While driving around the rural town of Manchester, along its “Tour de Barn Quilts” route, I felt inspired to cue up the Dixie Chicks’ “Wide Open Spaces.”

Why? Because that’s the kind of easygoing, verdant, plenty-of-breathing-room vibe that envelops you as you follow a rutted dirt road over a narrow bridge, and around curves – all of them unwinding beneath a boundless blue sky. You pass several fields of tall cornstalks, and you notice that the number of houses that have barns nearby seem to outnumber those that don’t.

But it’s only been within the last decade or so that large-scale quilt squares – usually painted on a medium density overlay (MDO) panel, made of plywood overlaid with a weather-resistant resin – began appearing on a handful of Manchester barns.

Retiree Barb Fuller was among the first to hang a painted quilt square in Manchester. In late 2007, she read about a young man in Iowa who designed and hung a barn quilt for his Eagle Scout project. Inspired by the story, Fuller bought a few books with quilt square designs; found a pattern she liked; and “drew it, traced it, and played with it with some colored pencils.”

Estimating that she spent about three hundred dollars on materials, she completed and hung her square in 2008 – only to find that there were a couple of other barn quilts already on display in Manchester.

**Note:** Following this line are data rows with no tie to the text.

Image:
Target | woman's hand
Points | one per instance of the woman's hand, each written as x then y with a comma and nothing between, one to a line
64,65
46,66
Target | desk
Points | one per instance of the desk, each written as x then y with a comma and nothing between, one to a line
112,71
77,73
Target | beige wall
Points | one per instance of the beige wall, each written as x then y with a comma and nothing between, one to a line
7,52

“I thought it would be a nice addition to our pole barn,” said Fuller. “ … I appreciated the artwork, the quilt concept, as an homage to the agrarian lifestyle, and to the quilts women have made through the years.”

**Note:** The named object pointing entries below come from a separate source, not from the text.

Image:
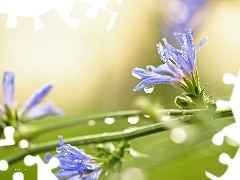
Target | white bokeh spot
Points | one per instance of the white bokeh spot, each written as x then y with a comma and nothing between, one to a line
3,165
231,131
36,8
44,171
9,134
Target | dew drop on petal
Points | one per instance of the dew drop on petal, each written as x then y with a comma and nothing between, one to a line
149,89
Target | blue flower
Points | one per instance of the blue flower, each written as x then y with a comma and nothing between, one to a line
75,163
32,109
179,68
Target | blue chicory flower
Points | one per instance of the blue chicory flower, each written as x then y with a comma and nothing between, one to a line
191,13
32,108
75,163
179,68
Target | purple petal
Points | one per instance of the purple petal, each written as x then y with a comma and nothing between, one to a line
175,70
8,88
202,42
94,175
161,69
42,110
67,174
154,81
1,110
37,97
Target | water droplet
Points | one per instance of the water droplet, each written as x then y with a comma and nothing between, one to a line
109,120
149,89
133,119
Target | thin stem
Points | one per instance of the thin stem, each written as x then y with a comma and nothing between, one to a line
101,138
49,127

Fuller isn’t a quilter herself, but her paternal grandmother was a seamstress who made dolls with heads made of china, and her maternal grandmother crocheted and knitted.

“I’ve always enjoyed and appreciated the effort it takes to create something,” said Fuller. “And there’s something about the symmetry of a quilt square that appeals to me as well. Though I confess I’ve never made a quilt, this offered a way to be artistic in a way that enhanced my home, and provided a personal touch to our home and the town where we live.”

After a few more barn quilts appeared over the years, community leaders noted realized that there were enough of them around Manchester to make a tour for visitors. So when Manchester landed a tourism grant, its leaders officially established and advertised a self-guided “Tour de Birds” – a highly popular option for local birdwatchers – and “Tour de Barn Quilts,” which invites visitors to bike or drive to see not only barn quilts, but also local historic farms/barns, churches (and a cemetery), a cider mill, a park, a “shoe tree,” and the downtown business district.

“We had a car full of women who stopped in the road,” said Fuller. “ … They were looking at our barn quilt, so we invited them to pull into our driveway. They’d been in town and saw the brochure, so they loaded up the car with friends and came out.”

Barn quilt tours have grown so popular in rural areas that nearly 30 counties within Michigan feature at least one, and they exist in more than forty states in the U.S.

The origins of barn quilts, though, is generally traced to another Manchester – in Ohio, where Donna Sue Groves had the idea of dressing up a plain tobacco barn with an artistic homage to her quilter mother: a large, painted quilt square.

Though it took a few years for Groves to make her idea a reality, she also, during that time, expanded on her original vision from a single square to twenty squares – traditionally the number necessary for a bed-sized quilt – on different barns in the area, thereby laying the foundation for the nation’s first barn quilt tour in Ohio’s Adams County in 2001.

Since then, the DIY public artform has boomed, and Fuller has some ideas as to why.

“It’s kind of like a treasure hunt,” Fuller said. “It’s a fun activity for a nice day. It’s inexpensive, and it’s something that’s not so common, locally.”